Corporate Art Advice Art Blog
Over the next several weeks I will be writing about a variety of topics that pertain to art consultants and artists--how they find each other, what tools and/or materials artists need when approaching and/or dealing with consultants, what NOT to do, and other useful business pointers. There's nothing magical about all this, but you will need to remember to do what you do best--be creative! For starters, let's look at "where can I find art consultants?"
Unfortunately, there is no central data base for art consultants. They spend so much of their time being organized with all details keeping their clients happy and searching for you that they don't even think about organizing themselves. That and the fact that many of them are very territorial and don't want to share any of their information or stock of artists with other consultants. But the single most successful method of finding art consultants is to speak with other artists who have worked with them. In other words, use the old-fashioned "word-of-mouth" approach.
An important point to remember is that art consultants represent a range of clients from small hotels to health care organizations to corporations large and small. Unlike art reps who work for or represent the artists, art consultants are a bit more elusive, simply because, as I've already mentioned, they are busy serving the needs of their clients. Some of the larger Fortune 500 corporations and hospitals employ in-house consultants, but most rely on freelancers to get the job done. So the next time you happen to be in a health care facility, or visit the doctor's office, or go into your bank, and you notice all that artwork hanging on the walls, instead of just wondering where it all came from, inquire for the name of whoever buys their art. That person will most certainly have the name of an art consultant.
Get connected to, and stay connected to your local art scene whether it's through art leagues, guilds or co-op galleries. Names of consultants are bound to emerge. Interior designers, who are much easier to find since they are normally listed in the yellow pages, are another means to linking up with freelance art consultants. You may get lucky and discover a designer that does their own art purchasing, but if they don't search for their client's art, they will more than likely know someone who does.

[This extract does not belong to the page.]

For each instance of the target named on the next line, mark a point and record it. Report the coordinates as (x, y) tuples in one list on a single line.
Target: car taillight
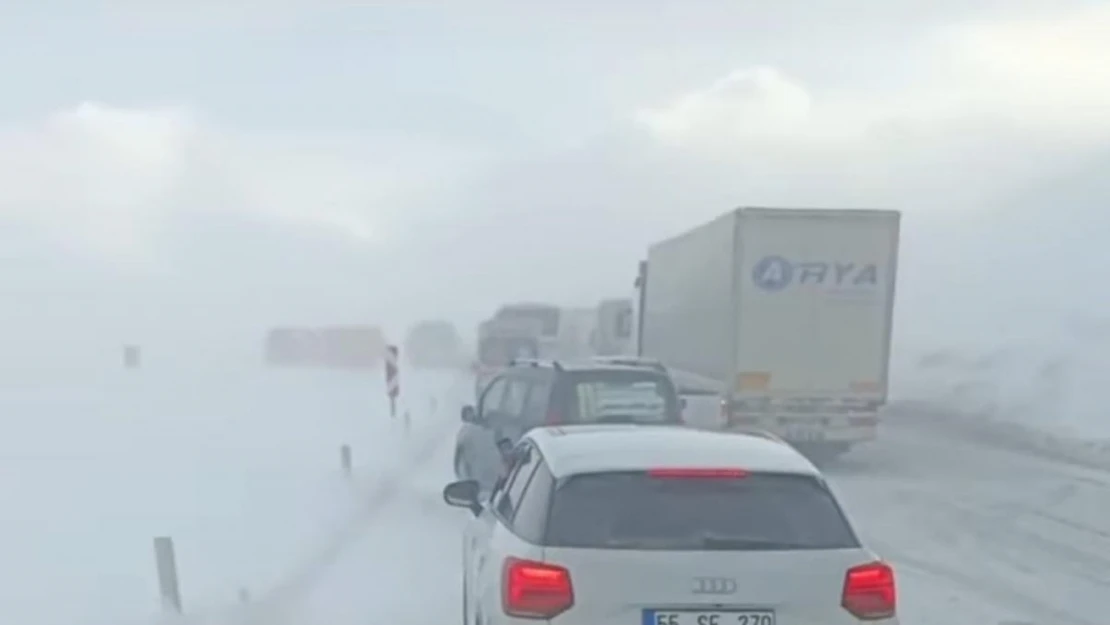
[(697, 473), (535, 590), (869, 592)]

Very successful artists have an entrepreneurial attitude. They spend lots of time painting but they also spend time schmoozing. They are not afraid to self-promote. Art consultants will find you and you will find them if your name, your work, and you are out there. Be tenacious about learning all that you can about the art of self-promotion. If you're uncomfortable with it, practice it, force yourself out there, take along another artist for support so you can have some fun. Once you get more comfortable, the networking process will begin to take on a life of its own. Establishing relationships is what it is all about. Networking is crucial.